In his study, “Cash Flow Duration and the Term Structure of Equity Returns,” Michael Weber noted:
Analysts expect stocks with high cash flow duration to grow twice as fast over the following five years compared to low-duration stocks. This difference in growth forecasts shrinks by more than 50% over the next five years. Analysts seem to extrapolate from past earnings growth into the future. High-duration stocks indeed grew substantially faster in the past than low-duration stocks, but they have the same growth in earnings over the following five years.
The excessive optimism for longer duration growth stocks and the excessive pessimism for shorter duration value stocks is what creates the value premium. And limits to arbitrage, especially in hard and expensive to short smaller stocks, allows the premium to persist. For example, Weber found: “The spread in excess returns is strongest among stocks that are potentially the most short-sale constrained: low-duration stocks outperform high-duration stocks on average by 1.32% per month in the lowest institutional ownership class” (institutions provide the vast majority of supply of securities for loan and their low ownership causes costs of shorting to be high).

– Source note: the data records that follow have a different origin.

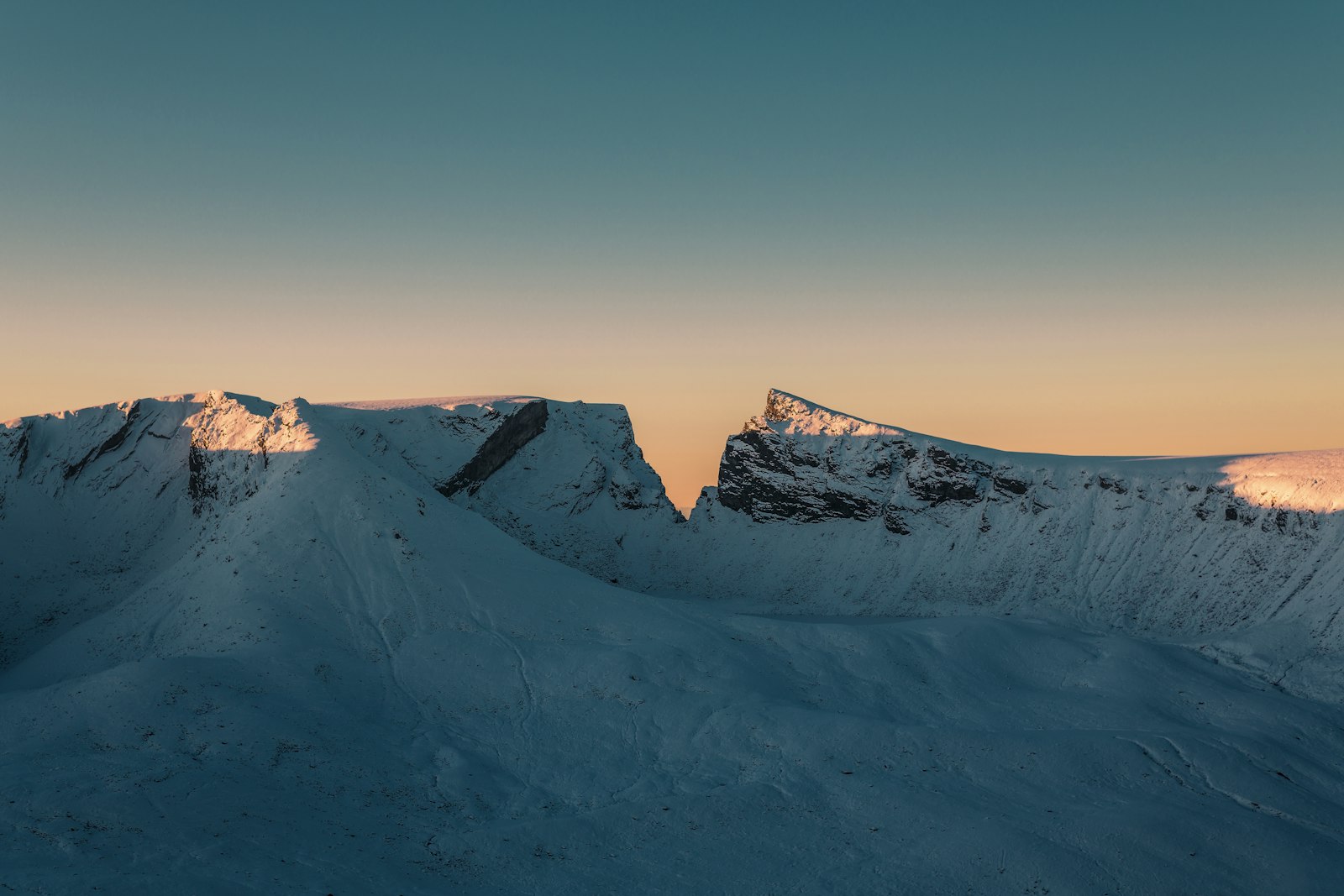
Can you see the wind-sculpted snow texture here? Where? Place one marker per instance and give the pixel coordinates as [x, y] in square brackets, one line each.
[252, 647]
[822, 512]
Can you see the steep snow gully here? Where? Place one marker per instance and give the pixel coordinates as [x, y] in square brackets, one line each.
[468, 645]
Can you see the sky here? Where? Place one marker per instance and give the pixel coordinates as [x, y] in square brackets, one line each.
[1039, 226]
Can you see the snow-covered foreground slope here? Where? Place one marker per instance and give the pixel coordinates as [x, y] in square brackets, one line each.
[255, 647]
[822, 512]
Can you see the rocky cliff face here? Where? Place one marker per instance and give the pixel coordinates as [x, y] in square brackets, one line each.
[822, 512]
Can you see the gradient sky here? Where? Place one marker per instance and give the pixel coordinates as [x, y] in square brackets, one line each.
[1032, 226]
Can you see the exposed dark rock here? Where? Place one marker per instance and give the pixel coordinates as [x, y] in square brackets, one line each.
[112, 443]
[517, 429]
[199, 485]
[945, 477]
[1112, 485]
[894, 521]
[1008, 484]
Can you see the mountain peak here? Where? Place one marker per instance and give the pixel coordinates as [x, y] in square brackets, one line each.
[796, 416]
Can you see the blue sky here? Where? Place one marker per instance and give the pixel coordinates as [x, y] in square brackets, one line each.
[761, 192]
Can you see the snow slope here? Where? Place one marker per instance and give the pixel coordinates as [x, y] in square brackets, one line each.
[822, 512]
[255, 647]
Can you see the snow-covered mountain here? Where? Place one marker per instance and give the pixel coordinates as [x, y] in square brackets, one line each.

Weber also found that while a portfolio long low-duration stocks and short high-duration stocks earn a statistically significant five-factor alpha of 0.48 percent per month, the return of this arbitrage portfolio varies substantially with investor sentiment, being three times higher after periods of high investor sentiment. For those interested, the seminal paper on the subject of behavioral errors by investors is the 1994 study “Contrarian Investment, Extrapolation and Risk” by Joseph Lakonishok, Andrei Shleifer, and Robert Vishny.
Further Problems for the Duration Premium
An anomaly for the duration premium is that momentum stocks have historically delivered a large premium, and they tend to be longer duration, growth stocks. Thus, duration cannot explain the momentum premium. And momentum is a behavioral-based phenomenon, without an intuitive risk-based explanation.
There is a larger challenge for the duration premium. While there are papers published in peer-reviewed journals that present evidence supporting a downward-sloping term structure for the equity risk premium (such as the June 2016 study “The Term Structure of Returns: Facts and Theory,” by Jules van Binsbergen and Ralph Koijen), there is a real debate in the academic community about whether this is correct. The problem is that logically, the longer you extend the duration of cash flows, the greater the uncertainty there must be about those cash flows. And greater uncertainty should produce greater risk premium. It seems hard to come up with a risk-based explanation for a downward sloping equity risk premium. On the other hand, behavioral economists can provide one—investors are myopic and focus more on the short-term.
The search for the source of the value premium, behavioral- or risk-based, continues with the literature providing us with findings on both sides. The three papers discussed above contribute to the debate, providing some new insights. But the debate will continue as more research explores this interesting theory.
My own view is that the issue, at least as it relates to the value premium, is that it is neither black nor white—it is likely that the value premium has two sources, with some risk-based explanations (such as value companies having more irreversible capital and greater volatility of earnings and dividends), and also with some behavioral ones (such as investors confusing familiarity with safety, anchoring, loss aversion, and investors underestimating the reversion to mean of abnormal earnings for both growth and value companies). And the behavioral explanations help explain why the value premium has historically been much larger in small stocks where limits to arbitrage are stronger. Another possible explanation is that there is a much larger dispersion in risk exposure in small stocks than large stocks. Both explanations are plausible and both could be contributing at the same time.